Critical Mass Modula-3: libm3/src/sx/Sx.i3

libm3/src/sx/Sx.i3

Copyright 1993 Digital Equipment Corporation. Distributed only by permission. See the file COPYRIGHT for a full description. Last modified on Fri Dec 10 10:29:13 PST 1993 by mcjones modified on Wed Apr 28 21:37:34 PDT 1993 by meehan modified on Wed Feb 17 21:46:45 PST 1993 by mjordan modified on Tue Jan 26 14:38:00 PST 1993 by gnelson

An Sx.T is a symbolic expression represented as a recursive linked list structure, as in Lisp. This interface provides routines for reading and printing symbolic expressions, as well as some convenience procedures for manipulating them. The syntax of an Sx.T is as follows:

      Sx = Char | Text | Int | Real | Longreal | Extended
         | Atom | Boolean | "(" List ")".
      
      List =  {Sx}.

\index{symbolic expression}

A Char is a Modula-3 character literal; the corresponding Sx.T is of type REF CHAR.

A Text is a Modula-3 text literal. The corresponding Sx.T is a TEXT.

An Int is a Modula-3 integer literal, possibly preceded by a plus sign (+) or minus sign (-). The corresponding Sx.T is of type REF INTEGER.

A Real, Longreal, or Extended is a floating-decimal number parsed using the grammar for Float specified in the Lex interface. The corresponding Sx.T is of type REF REAL, REF LONGREAL or REF EXTENDED, depending on whether the letter introducing the exponent is 'e', 'd', or 'x'. If there is no exponent, the result will be of type REF REAL.

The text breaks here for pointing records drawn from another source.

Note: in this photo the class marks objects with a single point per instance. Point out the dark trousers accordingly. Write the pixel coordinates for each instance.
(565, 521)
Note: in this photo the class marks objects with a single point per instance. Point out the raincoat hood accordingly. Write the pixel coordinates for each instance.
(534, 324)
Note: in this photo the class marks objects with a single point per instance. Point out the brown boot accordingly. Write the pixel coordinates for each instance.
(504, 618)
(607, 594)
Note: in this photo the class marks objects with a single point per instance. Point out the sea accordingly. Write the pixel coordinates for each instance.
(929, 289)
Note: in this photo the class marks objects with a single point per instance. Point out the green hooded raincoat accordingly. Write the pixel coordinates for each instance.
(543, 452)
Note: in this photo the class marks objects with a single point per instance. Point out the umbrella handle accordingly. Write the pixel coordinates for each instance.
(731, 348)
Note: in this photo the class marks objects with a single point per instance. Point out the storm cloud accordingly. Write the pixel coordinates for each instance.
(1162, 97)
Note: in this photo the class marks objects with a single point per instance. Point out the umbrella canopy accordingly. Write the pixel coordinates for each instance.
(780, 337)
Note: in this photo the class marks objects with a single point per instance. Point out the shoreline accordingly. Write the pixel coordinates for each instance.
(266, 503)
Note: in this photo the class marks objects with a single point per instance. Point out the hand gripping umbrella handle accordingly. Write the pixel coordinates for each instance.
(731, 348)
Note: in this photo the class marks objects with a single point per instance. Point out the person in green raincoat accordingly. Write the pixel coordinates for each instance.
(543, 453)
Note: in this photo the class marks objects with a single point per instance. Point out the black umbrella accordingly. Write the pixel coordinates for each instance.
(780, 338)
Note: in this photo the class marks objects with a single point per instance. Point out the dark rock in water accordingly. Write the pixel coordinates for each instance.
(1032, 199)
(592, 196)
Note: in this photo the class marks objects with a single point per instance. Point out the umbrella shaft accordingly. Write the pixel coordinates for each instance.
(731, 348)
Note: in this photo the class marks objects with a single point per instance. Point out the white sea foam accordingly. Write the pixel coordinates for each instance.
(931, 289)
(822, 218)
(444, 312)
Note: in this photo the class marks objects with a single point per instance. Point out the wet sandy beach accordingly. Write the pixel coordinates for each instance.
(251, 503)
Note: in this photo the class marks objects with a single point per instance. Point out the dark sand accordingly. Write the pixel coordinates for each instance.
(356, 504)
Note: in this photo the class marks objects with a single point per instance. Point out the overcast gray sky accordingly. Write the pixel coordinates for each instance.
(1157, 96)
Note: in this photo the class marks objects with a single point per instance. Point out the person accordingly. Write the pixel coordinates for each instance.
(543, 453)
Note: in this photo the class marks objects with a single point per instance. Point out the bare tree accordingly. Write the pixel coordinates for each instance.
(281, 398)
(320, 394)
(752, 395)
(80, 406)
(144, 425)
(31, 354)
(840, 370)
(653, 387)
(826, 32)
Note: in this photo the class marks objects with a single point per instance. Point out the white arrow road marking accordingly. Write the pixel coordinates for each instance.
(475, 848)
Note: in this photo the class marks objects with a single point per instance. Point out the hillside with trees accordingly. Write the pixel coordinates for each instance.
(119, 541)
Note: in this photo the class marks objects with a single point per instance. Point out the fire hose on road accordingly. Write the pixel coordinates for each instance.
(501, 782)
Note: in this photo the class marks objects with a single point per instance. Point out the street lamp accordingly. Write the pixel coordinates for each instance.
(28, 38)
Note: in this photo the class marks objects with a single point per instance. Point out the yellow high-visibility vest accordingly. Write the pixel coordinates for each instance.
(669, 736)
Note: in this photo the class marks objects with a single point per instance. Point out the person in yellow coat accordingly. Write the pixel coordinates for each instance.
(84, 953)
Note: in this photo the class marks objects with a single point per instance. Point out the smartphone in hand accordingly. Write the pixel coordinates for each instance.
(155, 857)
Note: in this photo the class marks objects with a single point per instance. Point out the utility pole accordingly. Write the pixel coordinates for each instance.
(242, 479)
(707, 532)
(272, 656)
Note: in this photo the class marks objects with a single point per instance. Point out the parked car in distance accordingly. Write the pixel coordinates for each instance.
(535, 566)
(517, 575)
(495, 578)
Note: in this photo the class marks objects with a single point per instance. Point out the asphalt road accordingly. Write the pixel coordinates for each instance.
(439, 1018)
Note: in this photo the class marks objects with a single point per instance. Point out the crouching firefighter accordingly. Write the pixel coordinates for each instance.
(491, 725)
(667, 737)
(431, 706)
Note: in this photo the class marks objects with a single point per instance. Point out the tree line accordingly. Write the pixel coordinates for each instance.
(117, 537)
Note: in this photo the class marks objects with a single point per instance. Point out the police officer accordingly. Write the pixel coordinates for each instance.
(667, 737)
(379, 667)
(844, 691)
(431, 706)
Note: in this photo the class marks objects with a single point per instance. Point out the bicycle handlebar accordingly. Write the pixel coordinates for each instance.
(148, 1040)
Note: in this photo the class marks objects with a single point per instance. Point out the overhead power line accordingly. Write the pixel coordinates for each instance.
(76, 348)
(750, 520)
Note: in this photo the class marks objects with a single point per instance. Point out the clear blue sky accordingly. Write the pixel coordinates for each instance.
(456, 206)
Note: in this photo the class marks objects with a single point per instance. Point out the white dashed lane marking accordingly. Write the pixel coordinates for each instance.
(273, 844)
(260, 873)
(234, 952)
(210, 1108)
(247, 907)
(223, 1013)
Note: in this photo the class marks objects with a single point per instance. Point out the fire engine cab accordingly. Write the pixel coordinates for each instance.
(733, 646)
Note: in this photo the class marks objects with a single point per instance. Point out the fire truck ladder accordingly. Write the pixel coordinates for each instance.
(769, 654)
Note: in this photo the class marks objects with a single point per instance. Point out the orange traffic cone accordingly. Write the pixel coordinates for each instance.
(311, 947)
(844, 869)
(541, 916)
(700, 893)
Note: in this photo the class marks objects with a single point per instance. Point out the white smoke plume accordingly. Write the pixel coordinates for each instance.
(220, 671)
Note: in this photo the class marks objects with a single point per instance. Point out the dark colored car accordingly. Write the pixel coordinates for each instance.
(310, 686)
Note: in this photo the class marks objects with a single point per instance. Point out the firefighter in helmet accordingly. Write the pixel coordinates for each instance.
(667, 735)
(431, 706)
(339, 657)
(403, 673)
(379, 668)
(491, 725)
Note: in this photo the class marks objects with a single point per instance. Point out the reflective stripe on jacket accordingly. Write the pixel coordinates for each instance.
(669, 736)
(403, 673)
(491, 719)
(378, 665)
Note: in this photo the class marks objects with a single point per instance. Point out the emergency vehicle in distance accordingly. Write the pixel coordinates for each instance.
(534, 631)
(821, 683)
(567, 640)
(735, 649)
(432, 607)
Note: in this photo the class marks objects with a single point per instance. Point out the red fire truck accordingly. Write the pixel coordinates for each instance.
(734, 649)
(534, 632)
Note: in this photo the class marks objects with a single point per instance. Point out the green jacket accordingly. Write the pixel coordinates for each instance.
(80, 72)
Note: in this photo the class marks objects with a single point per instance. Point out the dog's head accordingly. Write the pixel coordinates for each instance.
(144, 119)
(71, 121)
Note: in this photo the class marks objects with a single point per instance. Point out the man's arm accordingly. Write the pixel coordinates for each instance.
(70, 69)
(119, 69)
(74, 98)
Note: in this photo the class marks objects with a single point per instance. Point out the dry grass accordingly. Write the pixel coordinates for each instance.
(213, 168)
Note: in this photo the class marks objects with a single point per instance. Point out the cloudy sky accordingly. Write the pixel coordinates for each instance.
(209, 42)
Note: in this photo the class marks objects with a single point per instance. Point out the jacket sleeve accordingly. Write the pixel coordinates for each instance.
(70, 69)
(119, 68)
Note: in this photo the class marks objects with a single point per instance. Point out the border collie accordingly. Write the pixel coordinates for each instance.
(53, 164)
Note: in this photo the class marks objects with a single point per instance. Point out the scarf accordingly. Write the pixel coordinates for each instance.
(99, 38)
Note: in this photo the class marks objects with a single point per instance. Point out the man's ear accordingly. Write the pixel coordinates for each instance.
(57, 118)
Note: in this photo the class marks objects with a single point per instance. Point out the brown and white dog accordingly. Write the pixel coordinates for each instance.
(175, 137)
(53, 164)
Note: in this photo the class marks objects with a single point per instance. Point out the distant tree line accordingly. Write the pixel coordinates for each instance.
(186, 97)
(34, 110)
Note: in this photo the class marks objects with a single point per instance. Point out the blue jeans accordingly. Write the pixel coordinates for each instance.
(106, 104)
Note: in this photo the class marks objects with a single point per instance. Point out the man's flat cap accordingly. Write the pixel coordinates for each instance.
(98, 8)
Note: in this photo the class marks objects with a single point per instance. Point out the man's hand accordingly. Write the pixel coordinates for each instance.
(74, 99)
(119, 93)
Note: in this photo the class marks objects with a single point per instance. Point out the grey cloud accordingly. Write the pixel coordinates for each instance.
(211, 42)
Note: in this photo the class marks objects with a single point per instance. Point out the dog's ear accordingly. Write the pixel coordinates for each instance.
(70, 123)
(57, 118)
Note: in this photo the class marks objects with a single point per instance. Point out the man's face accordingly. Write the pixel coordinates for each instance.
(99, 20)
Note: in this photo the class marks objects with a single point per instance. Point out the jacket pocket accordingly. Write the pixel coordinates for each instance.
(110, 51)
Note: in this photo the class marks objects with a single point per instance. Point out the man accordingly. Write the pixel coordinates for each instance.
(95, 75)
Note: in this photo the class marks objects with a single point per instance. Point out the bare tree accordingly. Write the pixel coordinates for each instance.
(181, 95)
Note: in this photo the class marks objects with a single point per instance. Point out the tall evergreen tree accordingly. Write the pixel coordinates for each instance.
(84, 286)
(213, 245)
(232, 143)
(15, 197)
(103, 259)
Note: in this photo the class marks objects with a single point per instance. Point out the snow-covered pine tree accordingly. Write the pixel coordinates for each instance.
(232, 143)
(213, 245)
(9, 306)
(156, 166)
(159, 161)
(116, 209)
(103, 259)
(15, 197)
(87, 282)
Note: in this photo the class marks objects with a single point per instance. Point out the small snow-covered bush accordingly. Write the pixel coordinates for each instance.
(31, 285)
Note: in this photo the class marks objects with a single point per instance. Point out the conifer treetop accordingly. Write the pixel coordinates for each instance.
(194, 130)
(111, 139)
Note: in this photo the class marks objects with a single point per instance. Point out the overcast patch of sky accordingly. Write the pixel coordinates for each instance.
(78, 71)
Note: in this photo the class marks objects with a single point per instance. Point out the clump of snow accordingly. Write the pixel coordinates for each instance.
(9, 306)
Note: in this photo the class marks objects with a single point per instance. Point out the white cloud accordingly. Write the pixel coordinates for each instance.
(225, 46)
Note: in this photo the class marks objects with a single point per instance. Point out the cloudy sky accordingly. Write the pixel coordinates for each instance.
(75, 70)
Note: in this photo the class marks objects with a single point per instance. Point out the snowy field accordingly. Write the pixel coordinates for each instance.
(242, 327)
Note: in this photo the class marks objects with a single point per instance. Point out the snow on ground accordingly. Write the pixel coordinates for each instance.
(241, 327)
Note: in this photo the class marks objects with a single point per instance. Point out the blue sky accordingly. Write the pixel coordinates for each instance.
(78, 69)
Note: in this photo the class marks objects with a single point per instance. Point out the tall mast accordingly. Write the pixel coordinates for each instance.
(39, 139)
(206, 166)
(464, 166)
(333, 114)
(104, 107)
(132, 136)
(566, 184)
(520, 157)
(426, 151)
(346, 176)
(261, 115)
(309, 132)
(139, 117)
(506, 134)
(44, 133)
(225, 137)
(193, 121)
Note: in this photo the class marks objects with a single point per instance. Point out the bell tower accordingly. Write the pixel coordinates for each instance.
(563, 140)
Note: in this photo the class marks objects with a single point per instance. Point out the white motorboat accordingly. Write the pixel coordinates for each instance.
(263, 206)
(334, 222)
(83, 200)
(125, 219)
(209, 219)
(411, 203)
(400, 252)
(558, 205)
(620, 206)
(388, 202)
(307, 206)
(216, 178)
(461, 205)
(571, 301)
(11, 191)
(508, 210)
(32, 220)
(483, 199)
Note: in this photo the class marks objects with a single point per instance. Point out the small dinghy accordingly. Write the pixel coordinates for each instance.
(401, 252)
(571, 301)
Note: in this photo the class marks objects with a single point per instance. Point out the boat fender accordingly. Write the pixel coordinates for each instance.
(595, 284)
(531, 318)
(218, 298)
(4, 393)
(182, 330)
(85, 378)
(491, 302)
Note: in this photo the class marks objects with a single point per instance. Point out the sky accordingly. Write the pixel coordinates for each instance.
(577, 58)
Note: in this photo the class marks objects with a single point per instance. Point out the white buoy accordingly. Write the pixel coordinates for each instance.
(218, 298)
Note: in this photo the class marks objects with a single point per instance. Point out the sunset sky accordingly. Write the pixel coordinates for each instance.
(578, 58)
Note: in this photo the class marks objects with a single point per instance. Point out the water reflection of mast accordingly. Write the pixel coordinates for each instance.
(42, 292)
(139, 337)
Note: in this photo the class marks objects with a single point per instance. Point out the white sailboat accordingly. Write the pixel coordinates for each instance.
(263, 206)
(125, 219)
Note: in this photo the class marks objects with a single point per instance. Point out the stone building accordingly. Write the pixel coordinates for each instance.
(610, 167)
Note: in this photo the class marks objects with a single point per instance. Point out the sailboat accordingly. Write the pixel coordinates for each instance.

An Atom is either (1) a Modula-3 identifier, or (2) a non-empty sequence of characters from the set

       ! # $ % & * + - . / : < = > ? @ [ ] ^ _ { } {\tt ~}

or (3) a sequence of characters and escape sequences surrounded by vertical bars (|s). The escape sequences are the same as those allowed in Modula-3 text literals, with the addition of {\def\ttSlashBackslash{{\tt \|}} \ttSlashBackslash} to allow an atom to contain |. In all three cases, the corresponding Sx.T is an Atom.T.

For example, the following are valid atoms:

      A1
      +=
      |1\||

A Boolean is either TRUE or FALSE; the corresponding Sx.T is of type Atom.T; in other words, this is not a distinct type.

The Sx.T corresponding to a List is a RefList.T containing the items of the list in order.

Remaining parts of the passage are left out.